Tokens: ['[CLS]', 'hello', ',', 'hugging', 'face', '!', '[SEP]'] Input IDs: [101, 7592, 1010, 17662, 2224, 999, 102]

⚠️

Common Pitfalls

Common mistakes include:

Not using from_pretrained() to load the tokenizer, which causes errors.
Forgetting to add return_tensors='pt' or 'tf' when passing inputs to models expecting tensors.
Confusing tokenized output formats; tokenizer() returns a dictionary with keys like input_ids and attention_mask.

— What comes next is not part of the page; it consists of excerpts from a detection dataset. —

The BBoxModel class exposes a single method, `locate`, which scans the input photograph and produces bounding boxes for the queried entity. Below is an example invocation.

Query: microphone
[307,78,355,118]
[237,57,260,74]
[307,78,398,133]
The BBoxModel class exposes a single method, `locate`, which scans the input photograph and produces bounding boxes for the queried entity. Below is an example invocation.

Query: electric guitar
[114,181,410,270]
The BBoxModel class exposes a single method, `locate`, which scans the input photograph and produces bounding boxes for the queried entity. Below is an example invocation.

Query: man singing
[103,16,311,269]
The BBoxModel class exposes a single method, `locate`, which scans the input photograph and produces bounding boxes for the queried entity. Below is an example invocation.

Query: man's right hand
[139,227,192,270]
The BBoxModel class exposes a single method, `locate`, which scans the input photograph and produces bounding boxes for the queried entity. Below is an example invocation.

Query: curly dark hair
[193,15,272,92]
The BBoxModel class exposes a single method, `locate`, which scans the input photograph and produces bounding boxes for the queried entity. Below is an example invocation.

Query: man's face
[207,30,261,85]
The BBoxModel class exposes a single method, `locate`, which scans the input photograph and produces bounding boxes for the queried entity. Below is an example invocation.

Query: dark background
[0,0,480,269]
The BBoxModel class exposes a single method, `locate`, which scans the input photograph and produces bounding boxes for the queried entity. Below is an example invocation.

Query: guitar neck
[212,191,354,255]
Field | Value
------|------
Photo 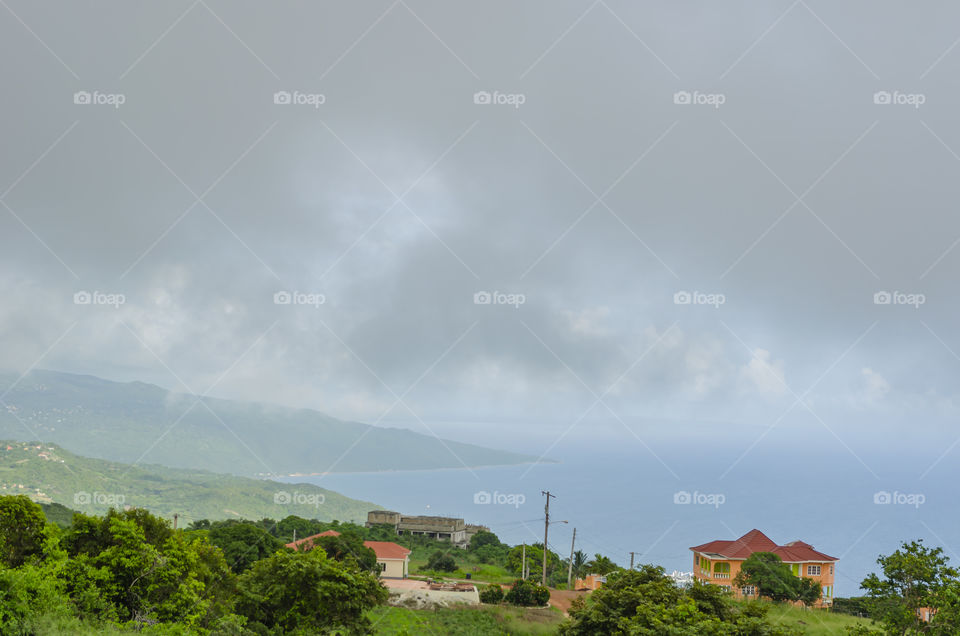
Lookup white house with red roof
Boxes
[690,529,839,607]
[287,530,410,579]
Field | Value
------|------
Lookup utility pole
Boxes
[567,528,577,590]
[540,490,557,587]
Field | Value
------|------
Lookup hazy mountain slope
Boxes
[0,441,379,523]
[0,371,535,475]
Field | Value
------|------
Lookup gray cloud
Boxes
[0,2,960,438]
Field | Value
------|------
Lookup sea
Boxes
[287,420,960,596]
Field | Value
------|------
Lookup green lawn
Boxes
[368,605,563,636]
[768,603,870,636]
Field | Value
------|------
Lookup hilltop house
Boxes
[287,530,410,579]
[366,510,490,548]
[690,529,839,607]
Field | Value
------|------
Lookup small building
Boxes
[286,530,410,579]
[573,574,607,592]
[690,529,839,607]
[365,510,474,548]
[363,541,410,579]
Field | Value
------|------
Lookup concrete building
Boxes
[690,530,839,607]
[366,510,490,548]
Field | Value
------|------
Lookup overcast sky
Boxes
[0,0,960,444]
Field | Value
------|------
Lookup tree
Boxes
[733,552,800,602]
[427,550,457,572]
[207,523,283,574]
[237,550,388,634]
[504,579,550,607]
[860,539,957,634]
[573,550,589,579]
[0,495,47,568]
[313,533,378,572]
[480,583,503,605]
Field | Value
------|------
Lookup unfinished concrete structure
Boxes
[366,510,490,548]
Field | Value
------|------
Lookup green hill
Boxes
[0,371,536,476]
[0,441,379,524]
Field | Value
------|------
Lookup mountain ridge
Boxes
[0,370,537,476]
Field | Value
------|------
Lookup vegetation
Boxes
[0,496,387,636]
[733,552,822,606]
[0,370,536,476]
[560,565,803,636]
[0,441,378,523]
[860,540,960,636]
[503,579,550,607]
[368,605,563,636]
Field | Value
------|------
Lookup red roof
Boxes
[286,530,340,549]
[287,530,410,559]
[690,529,839,563]
[363,541,410,559]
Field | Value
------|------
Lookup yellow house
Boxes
[690,529,839,607]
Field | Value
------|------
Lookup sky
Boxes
[0,0,960,457]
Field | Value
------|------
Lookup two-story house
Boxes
[690,529,839,607]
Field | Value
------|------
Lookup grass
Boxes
[368,605,563,636]
[767,603,870,636]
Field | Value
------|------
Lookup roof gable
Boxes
[690,528,838,563]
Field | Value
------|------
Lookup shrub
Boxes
[480,584,503,605]
[504,579,550,607]
[427,550,457,572]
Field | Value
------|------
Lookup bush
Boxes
[480,584,503,605]
[427,550,457,572]
[504,579,550,607]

Always check the tokenizer documentation for your specific model.

python

from transformers import AutoTokenizer

# Wrong: Not loading tokenizer properly
# tokenizer = AutoTokenizer('bert-base-uncased')  # This will raise an error

# Right way:
tokenizer = AutoTokenizer.from_pretrained('bert-base-uncased')

# Wrong: Passing string directly to model without tensor conversion
# inputs = tokenizer('Hello')  # outputs dict with lists, not tensors

# Right way:
inputs = tokenizer('Hello', return_tensors='pt')

📊

Quick Reference

Function/Method	Description
AutoTokenizer.from_pretrained(model_name)	Load tokenizer for a specific pretrained model
tokenizer(text)	Tokenize input text into tokens and IDs
tokenizer(text, return_tensors='pt')	Tokenize and return PyTorch tensors
tokenizer.convert_ids_to_tokens(encoded['input_ids'])	Get list of tokens from encoded output
encoded['input_ids']	Get token IDs from encoded output

✅

Key Takeaways

Always load the tokenizer with AutoTokenizer.from_pretrained() using the model name.

Use tokenizer(text) to convert text into tokens and input IDs for models.

Add return_tensors='pt' or 'tf' when preparing inputs for model inference.

Check tokenizer output keys like input_ids and attention_mask for correct usage.

Avoid common mistakes like skipping from_pretrained() or passing raw strings to models.